How much will the new FIT cost consumers? The Agency for Natural Resources predicts there will be a cost increase of 0.2 and 0.4 yen/kWh, which translates into an increase of 70 and 100 yen for using 300 kWh of electricity, roughly what the average Japanese household consumes per month.

On the other hand, large-scale electricity users, especially manufacturing firms, are going to see their bills go up by a lot more than that, at least in the beginning. But the FIT is also an opportunity for all large-scale electricity users to review carefully how they use electricity and determine whether they really are using it as effectively as they claim. As Winifred Bird demonstrates in “Energy Efficuency,” (page118), there is still much the average business in particular can do to increase efficiency, and thus lower their utility costs, even further.

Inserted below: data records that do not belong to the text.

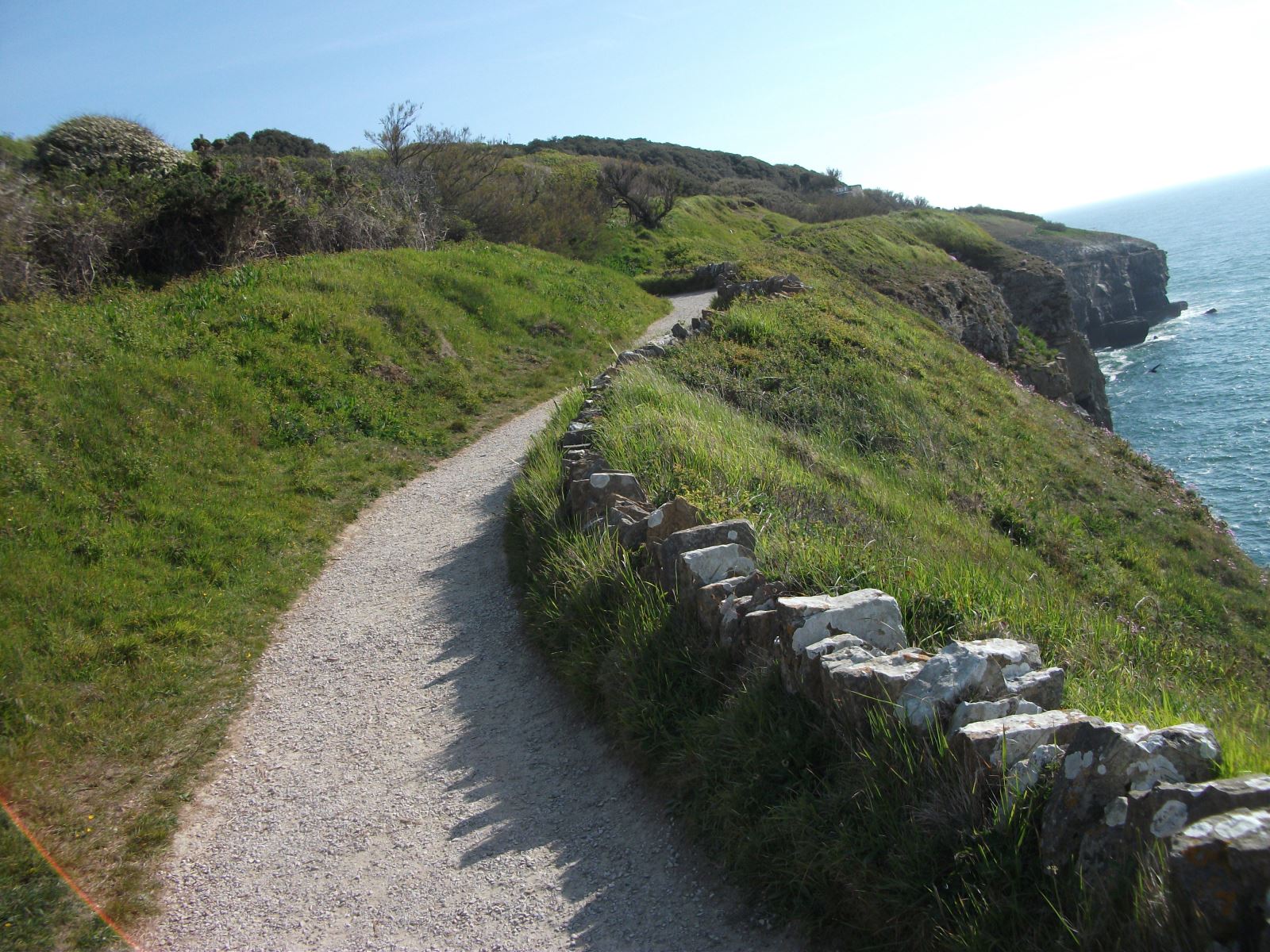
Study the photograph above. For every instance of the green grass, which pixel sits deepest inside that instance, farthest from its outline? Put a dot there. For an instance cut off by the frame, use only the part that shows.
(872, 451)
(173, 467)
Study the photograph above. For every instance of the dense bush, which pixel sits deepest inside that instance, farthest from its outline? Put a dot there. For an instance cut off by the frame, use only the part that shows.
(67, 228)
(99, 144)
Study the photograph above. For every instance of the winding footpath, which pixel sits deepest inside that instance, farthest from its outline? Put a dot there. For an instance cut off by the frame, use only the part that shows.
(408, 776)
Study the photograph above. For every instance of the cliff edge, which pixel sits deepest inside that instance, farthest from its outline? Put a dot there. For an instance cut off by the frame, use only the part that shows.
(1118, 285)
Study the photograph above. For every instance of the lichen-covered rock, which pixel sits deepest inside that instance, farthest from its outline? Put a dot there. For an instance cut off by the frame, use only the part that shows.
(756, 635)
(582, 437)
(851, 687)
(671, 517)
(702, 566)
(721, 533)
(999, 744)
(591, 497)
(806, 670)
(1221, 867)
(1043, 689)
(1109, 761)
(964, 670)
(975, 711)
(1157, 814)
(629, 520)
(1026, 774)
(868, 613)
(711, 598)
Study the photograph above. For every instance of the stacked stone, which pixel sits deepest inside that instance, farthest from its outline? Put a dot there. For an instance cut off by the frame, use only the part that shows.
(1121, 791)
(776, 286)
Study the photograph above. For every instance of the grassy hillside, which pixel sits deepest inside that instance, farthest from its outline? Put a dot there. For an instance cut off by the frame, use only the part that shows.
(873, 451)
(173, 467)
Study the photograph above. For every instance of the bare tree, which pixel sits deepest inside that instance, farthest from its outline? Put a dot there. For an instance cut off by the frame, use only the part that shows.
(398, 135)
(647, 194)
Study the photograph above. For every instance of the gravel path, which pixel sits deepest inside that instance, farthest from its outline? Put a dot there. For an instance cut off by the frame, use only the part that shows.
(408, 776)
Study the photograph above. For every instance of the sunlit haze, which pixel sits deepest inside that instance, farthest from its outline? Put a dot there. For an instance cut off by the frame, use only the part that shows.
(1024, 106)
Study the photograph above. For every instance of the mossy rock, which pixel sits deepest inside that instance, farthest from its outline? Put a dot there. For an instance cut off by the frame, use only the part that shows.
(97, 144)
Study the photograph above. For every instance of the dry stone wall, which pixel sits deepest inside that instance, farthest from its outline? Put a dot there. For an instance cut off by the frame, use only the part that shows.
(1121, 791)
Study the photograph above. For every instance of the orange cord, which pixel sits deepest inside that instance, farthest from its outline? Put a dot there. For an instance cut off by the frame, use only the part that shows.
(40, 848)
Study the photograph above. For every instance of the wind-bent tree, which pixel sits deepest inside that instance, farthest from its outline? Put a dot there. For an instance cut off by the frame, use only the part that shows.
(455, 162)
(647, 194)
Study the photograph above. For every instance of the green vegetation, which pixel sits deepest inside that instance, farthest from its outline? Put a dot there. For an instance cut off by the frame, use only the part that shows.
(873, 451)
(869, 450)
(99, 144)
(173, 467)
(789, 190)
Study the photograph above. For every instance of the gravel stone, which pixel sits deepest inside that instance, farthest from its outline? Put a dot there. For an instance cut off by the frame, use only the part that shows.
(408, 774)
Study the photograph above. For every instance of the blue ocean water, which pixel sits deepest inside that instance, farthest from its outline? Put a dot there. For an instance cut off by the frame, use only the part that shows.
(1206, 412)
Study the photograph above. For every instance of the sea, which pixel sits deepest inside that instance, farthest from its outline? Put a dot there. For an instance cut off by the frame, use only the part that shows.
(1195, 395)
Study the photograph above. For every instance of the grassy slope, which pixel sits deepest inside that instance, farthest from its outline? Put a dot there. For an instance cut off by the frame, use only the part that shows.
(175, 465)
(870, 450)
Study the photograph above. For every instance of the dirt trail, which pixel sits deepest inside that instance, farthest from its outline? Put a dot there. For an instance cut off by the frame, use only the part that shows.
(408, 776)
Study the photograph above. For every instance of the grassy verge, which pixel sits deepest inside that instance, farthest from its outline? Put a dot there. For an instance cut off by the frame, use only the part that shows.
(870, 450)
(175, 465)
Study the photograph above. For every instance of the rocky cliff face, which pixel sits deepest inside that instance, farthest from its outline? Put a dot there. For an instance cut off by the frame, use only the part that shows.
(967, 305)
(1038, 298)
(1118, 285)
(984, 305)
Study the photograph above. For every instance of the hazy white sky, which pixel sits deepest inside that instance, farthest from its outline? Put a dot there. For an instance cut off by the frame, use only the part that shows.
(1014, 105)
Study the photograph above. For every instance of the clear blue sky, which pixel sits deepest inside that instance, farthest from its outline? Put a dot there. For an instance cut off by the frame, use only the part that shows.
(1019, 105)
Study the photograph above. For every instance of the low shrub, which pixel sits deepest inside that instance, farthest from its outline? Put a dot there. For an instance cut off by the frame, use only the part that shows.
(97, 145)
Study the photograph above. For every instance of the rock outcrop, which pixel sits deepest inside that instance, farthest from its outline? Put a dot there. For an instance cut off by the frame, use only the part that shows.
(1118, 285)
(968, 306)
(1114, 793)
(1039, 298)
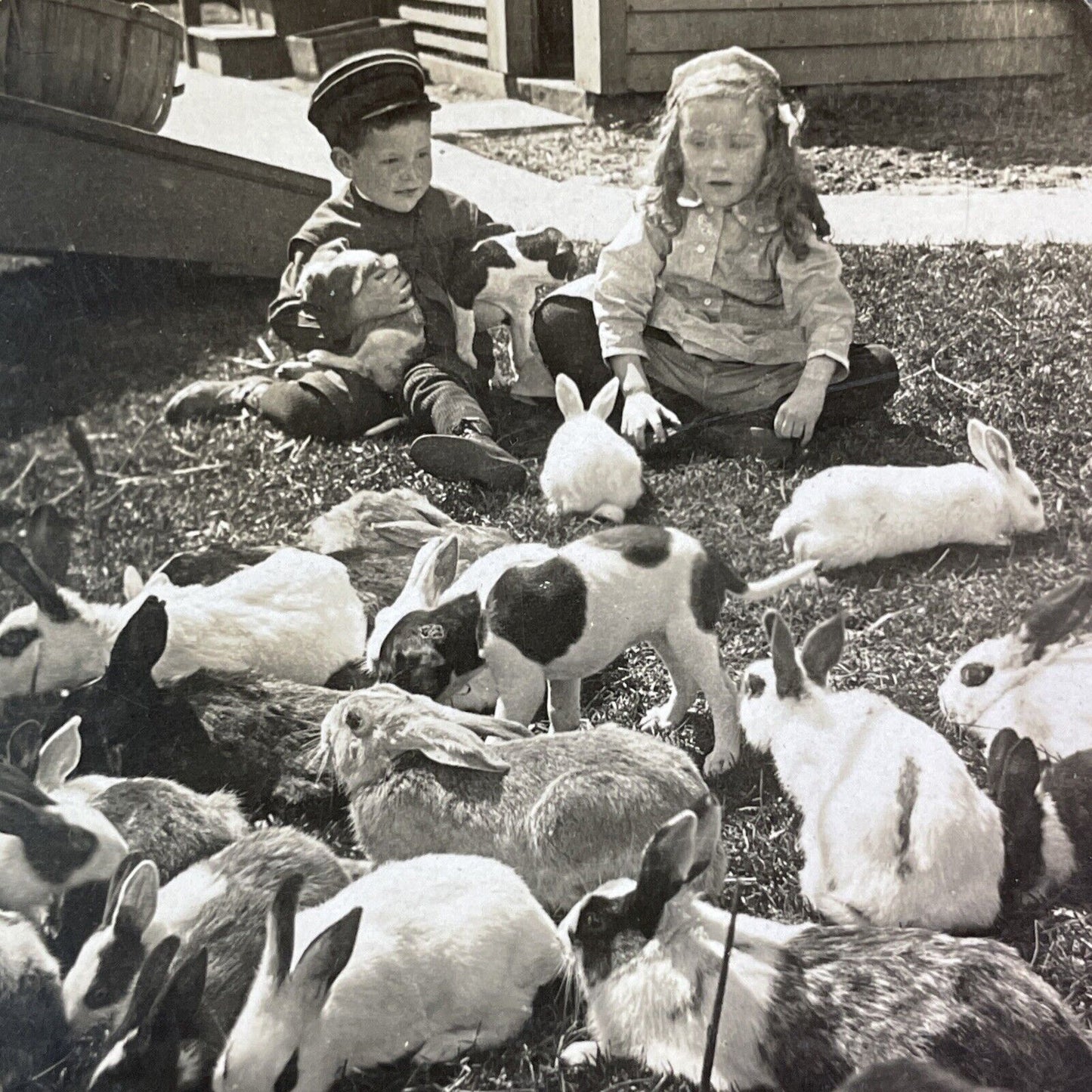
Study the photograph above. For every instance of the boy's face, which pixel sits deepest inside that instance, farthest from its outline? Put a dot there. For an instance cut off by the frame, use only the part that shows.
(393, 167)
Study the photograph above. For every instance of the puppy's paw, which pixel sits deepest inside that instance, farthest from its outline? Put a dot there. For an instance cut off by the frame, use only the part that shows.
(584, 1053)
(719, 761)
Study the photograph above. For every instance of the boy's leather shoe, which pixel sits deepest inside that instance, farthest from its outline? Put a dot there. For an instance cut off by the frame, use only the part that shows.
(469, 456)
(214, 398)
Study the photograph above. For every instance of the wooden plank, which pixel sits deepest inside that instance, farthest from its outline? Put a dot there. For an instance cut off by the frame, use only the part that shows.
(152, 196)
(687, 31)
(461, 47)
(600, 46)
(512, 36)
(883, 63)
(444, 20)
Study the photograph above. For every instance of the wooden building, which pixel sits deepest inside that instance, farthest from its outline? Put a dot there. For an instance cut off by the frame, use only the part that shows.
(610, 47)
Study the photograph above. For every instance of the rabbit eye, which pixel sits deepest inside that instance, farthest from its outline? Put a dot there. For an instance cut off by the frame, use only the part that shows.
(976, 674)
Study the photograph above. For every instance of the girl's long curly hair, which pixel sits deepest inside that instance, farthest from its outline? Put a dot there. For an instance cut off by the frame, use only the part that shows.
(787, 186)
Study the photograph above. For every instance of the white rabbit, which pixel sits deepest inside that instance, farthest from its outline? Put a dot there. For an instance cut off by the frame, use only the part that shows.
(805, 1006)
(589, 466)
(425, 957)
(895, 830)
(849, 515)
(1035, 679)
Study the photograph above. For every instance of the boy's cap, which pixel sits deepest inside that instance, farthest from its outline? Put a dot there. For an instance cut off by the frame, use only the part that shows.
(367, 85)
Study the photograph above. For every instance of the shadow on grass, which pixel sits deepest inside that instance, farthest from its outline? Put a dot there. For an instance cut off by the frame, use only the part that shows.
(81, 331)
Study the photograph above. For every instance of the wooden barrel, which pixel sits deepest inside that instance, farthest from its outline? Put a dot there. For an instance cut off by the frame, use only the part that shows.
(98, 57)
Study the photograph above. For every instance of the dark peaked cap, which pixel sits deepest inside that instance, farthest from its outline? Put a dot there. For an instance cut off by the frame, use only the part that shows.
(366, 85)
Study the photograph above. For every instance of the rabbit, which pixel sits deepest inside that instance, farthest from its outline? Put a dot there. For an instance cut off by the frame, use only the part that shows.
(908, 1075)
(333, 286)
(159, 819)
(33, 1032)
(589, 468)
(895, 831)
(806, 1006)
(429, 957)
(48, 846)
(165, 1038)
(848, 515)
(564, 810)
(1035, 679)
(542, 620)
(1047, 817)
(252, 735)
(292, 616)
(218, 903)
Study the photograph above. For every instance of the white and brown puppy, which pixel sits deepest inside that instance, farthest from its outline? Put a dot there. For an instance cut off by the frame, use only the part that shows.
(507, 272)
(333, 289)
(555, 616)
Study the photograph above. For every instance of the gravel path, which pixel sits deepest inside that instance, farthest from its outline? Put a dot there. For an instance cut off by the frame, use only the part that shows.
(1001, 135)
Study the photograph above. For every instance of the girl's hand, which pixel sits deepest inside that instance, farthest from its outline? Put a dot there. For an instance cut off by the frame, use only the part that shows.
(385, 292)
(643, 412)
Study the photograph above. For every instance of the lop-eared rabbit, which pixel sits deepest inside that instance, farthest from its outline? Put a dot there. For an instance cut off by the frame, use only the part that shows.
(1047, 817)
(1035, 679)
(895, 830)
(33, 1031)
(537, 616)
(218, 903)
(426, 957)
(848, 515)
(253, 735)
(806, 1006)
(562, 810)
(292, 616)
(49, 846)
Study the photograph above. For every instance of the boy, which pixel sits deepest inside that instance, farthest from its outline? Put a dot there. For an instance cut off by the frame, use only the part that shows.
(373, 112)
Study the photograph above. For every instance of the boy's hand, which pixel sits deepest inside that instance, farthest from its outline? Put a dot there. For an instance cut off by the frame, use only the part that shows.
(799, 413)
(385, 292)
(643, 412)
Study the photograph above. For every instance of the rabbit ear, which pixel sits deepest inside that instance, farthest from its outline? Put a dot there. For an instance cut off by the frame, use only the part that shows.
(1019, 778)
(450, 745)
(24, 748)
(999, 749)
(49, 540)
(665, 866)
(141, 642)
(434, 568)
(59, 756)
(281, 930)
(34, 582)
(821, 649)
(568, 398)
(707, 837)
(1055, 616)
(326, 957)
(132, 582)
(787, 670)
(603, 402)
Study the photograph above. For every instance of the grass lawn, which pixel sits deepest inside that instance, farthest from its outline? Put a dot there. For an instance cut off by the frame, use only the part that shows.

There are cost and logistical concerns among both renewable energy supporters and opponents about whether the structure of Japan’s new FIT is the best way to ensure that renewables become safe, stable, and cost-effective sources of electricity. But the question is also political. MP Taro Kono fought against his own ruling Liberal Democratic Party for an FIT a dozen years ago. He watched as it was defeated by Japan’s nuclear power lobby — pro-nuclear politicians, the pro-nuclear METI, the utilities, business lobbies like Keidanren, whose members include firms that build nuclear reactors or consume large amounts of electricity, and the mainstream media which relied heavily on advertising from the utilities (see article on Kono on page 48).

Nevertheless, a huge first step has been taken with the new FIT. Regardless of how it could be adjusted or who will profit financially in the short-term, renewable energy (excluding major hydropower projects), which only accounts for about 1 percent of Japan’s total electricity supply at present, now has an unprecedented chance for growth.